Many start-ups are finding it difficult to raise capital in the current economic climate, and as such they need to resort to other ways of getting the first employees to get the product developed and ready to sell. A common and very popular option is offering sweat equity instead of a salary. This means people are asked to dedicate their time for free, in exchange for a share in the budding business.

Sweat Equity for Business Owners

If you are a start-up owner wondering how to get money to start a business, sweat equity may sound like a great option. You get somebody to share in the risk, and you don’t need to pay them a salary! You can also count on that person giving their best, as he will be as invested on the company as you are. Getting somebody to work for sweat equity also means they are less likely to just abandon ship when something else comes up, as they would lose their investment if the venture fails. Sounds good, doesn’t it?

The reality is, however, different. Finding somebody willing to work for free in exchange for potential, future gains demands a lot of trust on your unproven business idea, and will require a lot of convincing on your side. You may need to release higher amounts of equity than expected in order to sweeten the deal, or your potential employee may ask to have a say on how the business will be run. You may also find that hiring somebody full time without a salary is nearly impossible, as people need to pay their bills. This can cause delays and increase the time it takes to get the product to market and start producing revenue.

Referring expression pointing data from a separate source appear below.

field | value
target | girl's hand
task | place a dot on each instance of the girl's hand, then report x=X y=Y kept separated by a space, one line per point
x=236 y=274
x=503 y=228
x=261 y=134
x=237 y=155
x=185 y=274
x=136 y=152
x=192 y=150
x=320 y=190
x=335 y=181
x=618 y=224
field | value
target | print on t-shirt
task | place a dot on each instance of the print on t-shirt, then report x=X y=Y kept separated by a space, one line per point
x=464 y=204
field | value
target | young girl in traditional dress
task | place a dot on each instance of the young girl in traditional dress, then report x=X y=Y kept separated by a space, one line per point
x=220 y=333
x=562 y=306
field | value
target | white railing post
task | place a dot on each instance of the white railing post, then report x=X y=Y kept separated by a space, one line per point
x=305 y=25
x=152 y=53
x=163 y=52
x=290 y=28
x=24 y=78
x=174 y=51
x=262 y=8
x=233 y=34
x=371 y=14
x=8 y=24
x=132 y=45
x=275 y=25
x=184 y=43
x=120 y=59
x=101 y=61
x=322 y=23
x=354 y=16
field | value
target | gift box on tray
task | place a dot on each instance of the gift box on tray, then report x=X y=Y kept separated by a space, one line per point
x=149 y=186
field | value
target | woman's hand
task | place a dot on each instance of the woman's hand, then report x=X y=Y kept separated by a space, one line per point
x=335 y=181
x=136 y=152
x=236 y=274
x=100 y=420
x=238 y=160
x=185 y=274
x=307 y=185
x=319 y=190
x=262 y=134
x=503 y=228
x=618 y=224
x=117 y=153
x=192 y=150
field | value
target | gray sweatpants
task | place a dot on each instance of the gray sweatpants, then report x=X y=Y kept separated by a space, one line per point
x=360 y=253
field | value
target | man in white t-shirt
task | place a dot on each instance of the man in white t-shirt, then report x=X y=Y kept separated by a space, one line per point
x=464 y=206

In order to make it work, it’s important to remember that your new employee will be as much an investor as an employee, and so convincing him to take the job will require a similar strategy. You will need a business plan, market research and clear estimates of when your start-up will become profitable, and to which degree. You need to develop trust with your potential partner, and make sure your personalities are compatible: You will both be risking a lot on your enterprise, and that can cause friction if things don’t go well.

You may also find that people willing to work for sweat equity require a higher compensation in the long run that if you were just paying them a salary. You may need to offer equity equivalent to a full time salary in exchange for part time work. Generally speaking, start-ups that hire people through sweat equity reserve this for key employees that wouldn’t be affordable otherwise on a limited budget.

Sweat Equity for Employees

If you have been working on the world of IT for any extended period of time chances are somebody has already approached you about working for equity for their brand new start-up. While working on something that could be the new Facebook or Google may sound really exciting, it’s also a risk. You will be putting in a certain amount of work, in exchange for a share of the business, and depending on your contract you may have more or less input in the running of the venture.

Working for a start-up in exchange for sweat equity is challenging, but it can also be wildly profitable both in terms of pure economic rewards and your professional development. As part of a small team you will have a lot of opportunities to take decisions that will shape the product, and you may be able to experiment with cutting edge technologies that more established businesses consider too risky. If you are willing to dedicate the time it can be a great learning experience, but it’s also hard to work two jobs, one of them unpaid and you must be clear about how much time you can commit. Wear a critical hat when evaluating proposals: Many self employed job ideas sound great in principle, but won’t work when they are put in place due to inadequate market research or other fatal flaws that weren’t anticipated.

As somebody working wholly or partially for sweat equity you are investing on the company, and as such you will be even more motivated to work at your best and make sure it is a great success. However, this can also take its toll if you feel that your efforts are being blocked by other elements of the business. In order to successfully work for sweat equity you need to trust the other members of the team and the business model, so avoid committing yourself fully before having all your questions answered and ensuring that you believe 100% on the project and the people involved.

Sweat Equity for Everybody

One of the most important things you need to keep in mind when entering a sweat equity contract is that it has great potential for disagreement, and disagreements can be extremely disruptive if you are a small start-up with a few key employees. So it’s worth spelling everything out, including what is expected of each party in terms of both time contribution and decision power. This way nobody will feel that their investment is going down the drain because of bad business decisions they have no control over, or because a key player is not pulling his weight.

It’s also important to be clear about the way the sweat equity will translate into actual money. Are you talking about stock options, or real equity? What happens if the person working for it decides to sell his shares to somebody else? All those questions and more are better suited to be answered by a lawyer, so make sure to put in place a good contract revised by an attorney to ensure everything is crystal clear from the start.

Most people considering working on a start-up at no salary will demand to see confidential information such as detailed business plans, market research and proof that the new business has an edge over existing competitors. To avoid problems on both sides an NDA or non-disclosure agreement will be helpful. While sketching things up while having a coffee sounds great, a sweat equity agreement is every bit as serious as any other investment and all the legal safeguards should be in place to protect both the entrepreneur and the employee.